The Firebase Authentication documentation states that:
If no previous anonymous account on the platform (for your specific application) has been created, when signing in anonymously Firebase will create a new unique user which will be persisted across app restarts/page reloads. If the user signs-out and reauthenticates anonymously again, they will be signed-in with the previously created account.
Yet when I sign out as an anonymous user and sign in again, I get a new anonymous user, instead of getting signed in with the previously created account. Just to be clear, the sign-in is done by calling FirebaseAuth.instance.signInAnonymously(), and the sign-out is done by calling FirebaseAuth.instance.signOut().
That looks like a mistake in the FlutterFire documentation. Once you sign out from an anonymous account, that account's UID is lost and cannot be reclaimed.
My best guess at the intention of the documentation is that calling signInAnonymously multiple times will result in the same UID. But signing the user out, clears that UID and it can't be reclaimed. I submitted a PR to improve the documentation here.
I have a current database with active users in Firebase that can login with user/pwd but now I'm implementing the facebook login and I realised the only way to link a facebook account with an existing user is only when the user is already logged with the user/pwd but not before the login.
I have two buttons in my app (login with fb and with email) but if I try to login with fb using the same email of an existing user, I will receive the following error auth/account-exists-with-different-credential and the documentation says that in order to fix this the user needs to login first then link.
Do you know if there is a way to link both accounts but without perform a login first, I mean, from the login view?
You need to sign in the user first before linking. This is important if you want to ensure it is the same user. Otherwise you can switch to multiple accounts per email in the Firebase console.
The way to solve this, when you get the error auth/account-exists-with-different-credential, the error will contain error.email and error.credential after you sign in with Facebook and the account already exists as a password account.
You then call firebase.auth().fetchProvidersForEmail(error.email) to which resolves with the list of provider IDs for that email.
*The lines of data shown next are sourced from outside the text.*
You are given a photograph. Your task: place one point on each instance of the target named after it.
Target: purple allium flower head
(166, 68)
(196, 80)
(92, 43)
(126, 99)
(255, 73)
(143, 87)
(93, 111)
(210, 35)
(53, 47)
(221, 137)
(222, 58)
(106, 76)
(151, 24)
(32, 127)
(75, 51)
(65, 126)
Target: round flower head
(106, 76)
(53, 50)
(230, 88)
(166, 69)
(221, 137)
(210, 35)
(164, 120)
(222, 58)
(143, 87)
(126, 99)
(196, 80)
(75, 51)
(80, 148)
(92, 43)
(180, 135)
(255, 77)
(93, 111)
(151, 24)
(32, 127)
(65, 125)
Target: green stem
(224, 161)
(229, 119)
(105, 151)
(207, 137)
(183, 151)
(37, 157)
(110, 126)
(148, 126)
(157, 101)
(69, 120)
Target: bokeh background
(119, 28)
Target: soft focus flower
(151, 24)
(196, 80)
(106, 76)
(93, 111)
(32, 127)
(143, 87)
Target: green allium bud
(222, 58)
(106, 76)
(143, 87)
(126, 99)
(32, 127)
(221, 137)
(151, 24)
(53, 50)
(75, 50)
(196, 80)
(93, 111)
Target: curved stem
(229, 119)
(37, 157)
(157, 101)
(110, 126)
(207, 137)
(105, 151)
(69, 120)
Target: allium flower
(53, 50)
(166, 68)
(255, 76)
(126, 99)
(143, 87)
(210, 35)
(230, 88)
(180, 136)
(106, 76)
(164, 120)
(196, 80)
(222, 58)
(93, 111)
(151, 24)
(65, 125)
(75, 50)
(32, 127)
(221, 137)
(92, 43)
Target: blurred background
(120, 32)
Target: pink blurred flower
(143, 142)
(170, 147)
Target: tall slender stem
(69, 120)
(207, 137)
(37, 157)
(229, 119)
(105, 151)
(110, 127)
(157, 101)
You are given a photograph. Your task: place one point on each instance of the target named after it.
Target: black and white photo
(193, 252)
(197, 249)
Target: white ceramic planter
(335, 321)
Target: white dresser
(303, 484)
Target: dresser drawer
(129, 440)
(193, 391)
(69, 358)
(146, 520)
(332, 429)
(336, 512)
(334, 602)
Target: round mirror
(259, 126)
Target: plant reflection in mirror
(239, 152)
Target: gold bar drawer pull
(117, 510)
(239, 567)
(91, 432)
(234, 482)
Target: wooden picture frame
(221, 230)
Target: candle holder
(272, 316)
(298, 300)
In this case, it will contain ['password']. You then ask the user to provide their password. You call signInWithEmailAndPassword(error.email, password) to sign-in the original user. You then call firebase.auth().currentUser.linkWithCredential(error.credential) to link the Facebook credential to the password account. Now both accounts are merged and the user can sign in with either.
I fixed it by going to the Firebase console. then head over to the authentication section and select the Settings Tab. Afterwards, go to User account linking and check Create multiple accounts for each identity provider
I am using Firebase's auth feature and sometimes I see empty users in the console. This brings issues to some users because instead of logging into their main account (and using their UID to fetch their user data in a users reference), log into that empty account with a UID which is not theirs.
Not sure exactly how that can happen, but it seems like this could be a bug on Firebase's side, because a successful Auth should have at least 1 provider...
Any ideas about such issue and how I could fix it from my side if possible?
Ps.: Is that how "signInAnonymously" would create anonymous accounts?
This is an intended behavior when you authenticate with Firebase anonymously.
signInAnonymously() method signs in the user anonymously without requiring any credential and creates a new account in your Firebase Authentication system, except in the case where there was already an anonymous user signed in into the app.
See FirebaseAuth.signInAnonymously class reference for more details.